Knowing support is available can help to promote a feeling of having emotional scaffolding in place, there to help if things feel wobbly at any time. The Donor Conception Network is a national charity supporting anyone at any stage of the donor conception journey, you may know one or two people to speak to, but don’t underestimate the impact of attending a workshop, group or conference.

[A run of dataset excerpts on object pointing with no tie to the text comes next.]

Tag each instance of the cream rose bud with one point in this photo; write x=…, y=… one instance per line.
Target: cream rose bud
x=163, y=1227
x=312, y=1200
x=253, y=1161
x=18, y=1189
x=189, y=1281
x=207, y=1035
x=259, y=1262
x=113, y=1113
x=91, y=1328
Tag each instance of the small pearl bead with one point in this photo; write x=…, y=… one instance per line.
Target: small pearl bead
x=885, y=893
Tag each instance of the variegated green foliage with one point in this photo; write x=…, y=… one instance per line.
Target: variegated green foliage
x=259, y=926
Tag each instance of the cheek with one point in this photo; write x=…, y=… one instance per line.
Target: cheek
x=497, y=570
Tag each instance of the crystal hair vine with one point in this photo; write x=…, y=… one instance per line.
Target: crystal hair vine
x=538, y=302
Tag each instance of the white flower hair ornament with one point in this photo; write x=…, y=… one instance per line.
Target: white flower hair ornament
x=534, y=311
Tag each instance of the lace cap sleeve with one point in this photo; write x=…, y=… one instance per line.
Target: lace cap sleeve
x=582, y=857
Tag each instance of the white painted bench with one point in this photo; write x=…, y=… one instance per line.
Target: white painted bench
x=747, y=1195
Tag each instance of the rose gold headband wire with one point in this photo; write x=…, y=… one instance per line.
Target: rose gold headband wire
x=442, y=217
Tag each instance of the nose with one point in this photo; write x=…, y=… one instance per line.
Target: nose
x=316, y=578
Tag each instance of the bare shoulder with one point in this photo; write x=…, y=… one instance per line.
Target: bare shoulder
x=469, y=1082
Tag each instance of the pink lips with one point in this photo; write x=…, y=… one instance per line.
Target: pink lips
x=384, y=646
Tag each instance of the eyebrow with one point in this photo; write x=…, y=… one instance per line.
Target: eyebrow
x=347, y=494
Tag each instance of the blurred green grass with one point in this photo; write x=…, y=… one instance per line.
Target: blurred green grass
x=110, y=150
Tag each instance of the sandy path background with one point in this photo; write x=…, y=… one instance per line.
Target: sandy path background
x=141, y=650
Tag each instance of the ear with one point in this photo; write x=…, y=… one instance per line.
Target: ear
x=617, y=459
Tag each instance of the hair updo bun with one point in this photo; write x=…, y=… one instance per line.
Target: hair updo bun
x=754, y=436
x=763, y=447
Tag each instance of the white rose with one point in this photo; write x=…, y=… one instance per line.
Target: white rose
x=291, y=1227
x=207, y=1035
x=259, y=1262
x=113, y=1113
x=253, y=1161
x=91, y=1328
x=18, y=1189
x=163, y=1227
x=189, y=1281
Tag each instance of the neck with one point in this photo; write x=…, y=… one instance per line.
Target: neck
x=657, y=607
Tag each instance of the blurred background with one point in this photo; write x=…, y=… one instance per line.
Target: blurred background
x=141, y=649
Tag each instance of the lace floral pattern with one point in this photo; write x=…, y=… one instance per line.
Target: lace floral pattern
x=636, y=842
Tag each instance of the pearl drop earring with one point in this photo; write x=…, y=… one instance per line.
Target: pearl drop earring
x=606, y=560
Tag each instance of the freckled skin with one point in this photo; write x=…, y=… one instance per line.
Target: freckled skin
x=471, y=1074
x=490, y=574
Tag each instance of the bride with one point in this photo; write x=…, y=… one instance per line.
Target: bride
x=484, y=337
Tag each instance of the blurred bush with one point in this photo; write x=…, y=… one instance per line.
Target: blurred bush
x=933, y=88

“The donor conception network meeting we attended was life changing, that may sound extreme, but as a man with Azoospermia donor conception was our only hope of being able to grow our family in our home. You might think it was speaking with other men that made the biggest difference, that was helpful, but just seeing families getting on with being families was the most useful aspect. Hearing from older children and young adults turned out to be even more useful, but I didn’t realise that until years later!“

Peter, Dad through donor conception

Not everyone can be a donor

Erica Forster from the Donor Bank at Whittington Fertility shared that only around 5% of the men who apply to donate are accepted. The Human Fertilisation and Embryology Authority who regulate treatment have strict guidance on donor recruitment, assessment and screening (updated in October 2021). This includes a ten-family limit within the UK for any donor, whether they are recruited in the UK or gametes are imported.

When you are considering donor selection you may have a sense of the journey for donors being quite simple, from an egg donor getting in touch it might take around four months to reach the point of the eggs being collected, with sperm donors it can often take over a year, as after donating for 4-6 months on a regular basis, the sperm then needs to be quarantined for six months and screening tests repeated.

In addition to the medical tests, your donor will routinely have attended counselling to help them to think about what might come up in the future and to ensure they are comfortable with progressing. It is not a test to pass, rather a safe space to explore the legal, social and ethical implications around donating. You can check with your clinic or bank that the donor you are interested in has attended counselling.

“The website was really clear about what was expected practically, although it wasn’t until I spoke to the counsellor that I realized how many people I need to think about and how much of an impact it can have on my own family. It really helped to think beyond now and knowing research had been done around donors, in addition to donor conceived families, made me feel donors in general were important too.”

Anna, Egg donor

Petra Nordqvist leads the ‘Being an egg or sperm donor’ project team at the University of Manchester, their research has affirmed the need for counsellors to ensure support for donors in talking to their own families around their donation. It isn’t just recipient families who are encouraged to be open with children from a young age about donor conception.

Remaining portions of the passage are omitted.